We created an empirical model to explain the direct economic losses due to natural disasters in county i at time t:

$$H\left( {{\mathrm {LSI}},E_i} \right) = {\mathrm {POP}}_{it}/{\mathrm {LHA}}_i$$
(3)

where LSI is geological hazard susceptibility index, Ei is geography or physical exposure component, H (LSI, Ei) is natural hazard function, POPit is the population of county i at time t, and LHAi is the area of low and moderate hazard susceptibility in the county. LHAi was calculated using the ALSA model (Li, Lan et al., 2017) and is based on geological hazards spatial data and geological hazard influence factors. The relationship between disaster losses and their components, which we used in our negative binomial regression model is expressed as

$$\begin{array}{l}\log \left( {{\mathrm {Losses}}_{it}/{\mathrm {GDP}}_{it} + 1} \right) = \beta _0 + \beta _1\log \left( {{\mathrm {GDP}}_{it}/{\mathrm {POP}}_{it}} \right) + \\\qquad\qquad\qquad\qquad\qquad\quad\;\;\, \beta _2\,\left[ {\log \left( {{\mathrm {GDP}}_{it}/{\mathrm {POP}}_{it}} \right)} \right]^2 + \beta _3\log \left( {{\mathrm {POP}}_{it}} \right) +\\\qquad\qquad\qquad\qquad\qquad\quad\;\;\, \beta _4\log \left( {{\mathrm {Aff}}_{it}} \right) + \beta _5\log \left( {{\mathrm {PORP}}_{it}} \right) + \beta _6\log \left( {{\mathrm {PD}}_{it}} \right) + \varepsilon _{it}\end{array}$$
(4)

where β0β6 are regression coefficients, Lossesit is direct economic losses from geological disasters in county i during period t, GDPit represents GDP in county i during period t, POPit is the population in county i during period t, Affit is the population affected by geological disasters in county i during period t, PORPit is the proportion of the rural population in county i during period t, PDit is calculated by Eq. (3), and εit is an error term.

Data

The data used in this paper mainly are of three types: geological disaster losses data, socioeconomic data, and geological hazard susceptibility analysis data.

Geological disaster losses data were obtained from the Department of Emergency Management of Yunnan Province. The data include direct economic losses and populations affected by geological disasters in each county from 2009 to 2017.

Socioeconomic data include GDP, GDP per capita, population, and rural population.

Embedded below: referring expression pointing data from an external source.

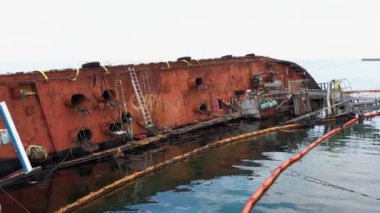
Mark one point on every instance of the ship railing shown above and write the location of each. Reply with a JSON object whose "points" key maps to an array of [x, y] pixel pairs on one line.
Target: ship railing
{"points": [[304, 85]]}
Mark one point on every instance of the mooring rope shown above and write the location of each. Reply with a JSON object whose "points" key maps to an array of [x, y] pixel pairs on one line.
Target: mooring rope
{"points": [[315, 180], [284, 165], [130, 178], [12, 198]]}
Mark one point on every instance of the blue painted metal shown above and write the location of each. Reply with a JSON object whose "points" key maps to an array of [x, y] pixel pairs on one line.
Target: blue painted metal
{"points": [[16, 141]]}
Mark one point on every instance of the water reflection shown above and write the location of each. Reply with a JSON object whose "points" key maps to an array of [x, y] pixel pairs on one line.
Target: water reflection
{"points": [[222, 180]]}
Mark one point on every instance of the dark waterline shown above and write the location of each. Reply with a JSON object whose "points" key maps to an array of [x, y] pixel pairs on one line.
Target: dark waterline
{"points": [[223, 179], [341, 175]]}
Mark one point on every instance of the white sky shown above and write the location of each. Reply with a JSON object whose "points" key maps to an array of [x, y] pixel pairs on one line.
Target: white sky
{"points": [[133, 31]]}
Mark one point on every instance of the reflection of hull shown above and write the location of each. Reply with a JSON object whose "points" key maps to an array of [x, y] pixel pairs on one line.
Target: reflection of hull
{"points": [[70, 109]]}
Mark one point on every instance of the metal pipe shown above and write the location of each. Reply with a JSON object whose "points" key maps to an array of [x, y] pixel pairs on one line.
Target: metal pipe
{"points": [[16, 141]]}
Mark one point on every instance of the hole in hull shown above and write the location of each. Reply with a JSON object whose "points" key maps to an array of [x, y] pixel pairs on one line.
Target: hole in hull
{"points": [[114, 127], [77, 99], [198, 82], [84, 135], [202, 108], [109, 95]]}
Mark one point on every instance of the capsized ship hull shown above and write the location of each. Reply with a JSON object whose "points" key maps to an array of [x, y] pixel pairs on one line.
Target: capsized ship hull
{"points": [[96, 107]]}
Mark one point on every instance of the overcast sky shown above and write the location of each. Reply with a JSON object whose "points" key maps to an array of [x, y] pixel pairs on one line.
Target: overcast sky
{"points": [[69, 31]]}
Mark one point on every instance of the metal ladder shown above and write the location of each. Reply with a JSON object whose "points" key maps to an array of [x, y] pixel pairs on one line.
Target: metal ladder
{"points": [[140, 98], [120, 94]]}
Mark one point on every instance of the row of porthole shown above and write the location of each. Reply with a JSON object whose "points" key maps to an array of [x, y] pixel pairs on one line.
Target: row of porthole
{"points": [[86, 134], [78, 98]]}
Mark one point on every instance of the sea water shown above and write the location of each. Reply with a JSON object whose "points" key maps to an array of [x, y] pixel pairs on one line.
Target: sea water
{"points": [[340, 175]]}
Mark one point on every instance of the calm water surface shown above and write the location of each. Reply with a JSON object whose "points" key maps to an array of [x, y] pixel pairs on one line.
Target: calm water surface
{"points": [[341, 175]]}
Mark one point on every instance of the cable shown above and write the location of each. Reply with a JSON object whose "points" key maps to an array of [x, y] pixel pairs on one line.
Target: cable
{"points": [[325, 183], [18, 203]]}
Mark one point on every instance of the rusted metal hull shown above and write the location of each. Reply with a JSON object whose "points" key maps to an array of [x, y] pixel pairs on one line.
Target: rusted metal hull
{"points": [[80, 109]]}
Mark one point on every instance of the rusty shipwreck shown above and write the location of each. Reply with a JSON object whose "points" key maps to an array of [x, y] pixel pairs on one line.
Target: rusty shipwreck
{"points": [[96, 108]]}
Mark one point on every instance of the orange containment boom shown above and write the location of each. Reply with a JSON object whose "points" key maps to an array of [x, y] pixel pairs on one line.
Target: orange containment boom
{"points": [[360, 91], [179, 158], [270, 180]]}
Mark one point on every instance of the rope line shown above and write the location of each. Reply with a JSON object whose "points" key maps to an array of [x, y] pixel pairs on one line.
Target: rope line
{"points": [[325, 183], [297, 157], [12, 198]]}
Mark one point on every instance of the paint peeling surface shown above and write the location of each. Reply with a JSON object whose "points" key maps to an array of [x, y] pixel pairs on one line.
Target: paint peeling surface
{"points": [[94, 107]]}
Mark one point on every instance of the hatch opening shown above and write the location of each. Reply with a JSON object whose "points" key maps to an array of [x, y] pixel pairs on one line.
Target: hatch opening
{"points": [[84, 135], [77, 99], [109, 95]]}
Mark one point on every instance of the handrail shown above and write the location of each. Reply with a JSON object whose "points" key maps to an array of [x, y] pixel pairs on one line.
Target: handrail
{"points": [[284, 165]]}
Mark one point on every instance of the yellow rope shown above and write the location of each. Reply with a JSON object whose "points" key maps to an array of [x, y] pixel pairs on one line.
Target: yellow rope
{"points": [[76, 75], [187, 62], [106, 70], [44, 75]]}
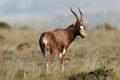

These data come from the Bureau of Statistics of Yunnan Province and “China County Statistical Yearbook”.

Geological hazard susceptibility analysis data include geological hazards (slides, falls, flows) inventory data (Fig. 2), and geological hazard influence factors. Geological hazards inventory data were obtained from the Yunnan Institute of Geography. Seven categories of factors were selected for this study: topographic data, geological data, major river data, rainfall data, road network data, earthquake data, and vegetation data. Topographic data include elevation, slope, relief, aspect, plan curvature, profile curvature, and standard curvature, and were derived from the Shuttle Radar Topography Mission digital elevation model (SRTM DEM) dataset with a 90 × 90 m spatial resolution. NDVI data used in this study are the mean values of annual NDVI spatial distribution data from 1998 to 2018. Rainfall data are mean values of spatial interpolated annual precipitation from 1980 to 2015. NDVI and rainfall data were obtained from the Resource and Environment Science and Data Center, IGSNRR (Resource and Environment Science and Data Center; Xu, 2018). The spatial resolution of NDVI and rainfall data is 1 × 1 km. Geological data include lithologic and fault data and were derived from a 1:500,000 geological map. Our earthquake data are PGA values. Road network data were obtained from Open Street Map. Distances to faults, rivers and roads were derived using the ArcGIS toolkit. Geological hazard susceptibility was calculated using the ALSA model. We used the natural break classification method to divide the LSI into four classes: low, moderate, high, and extremely high susceptibility levels.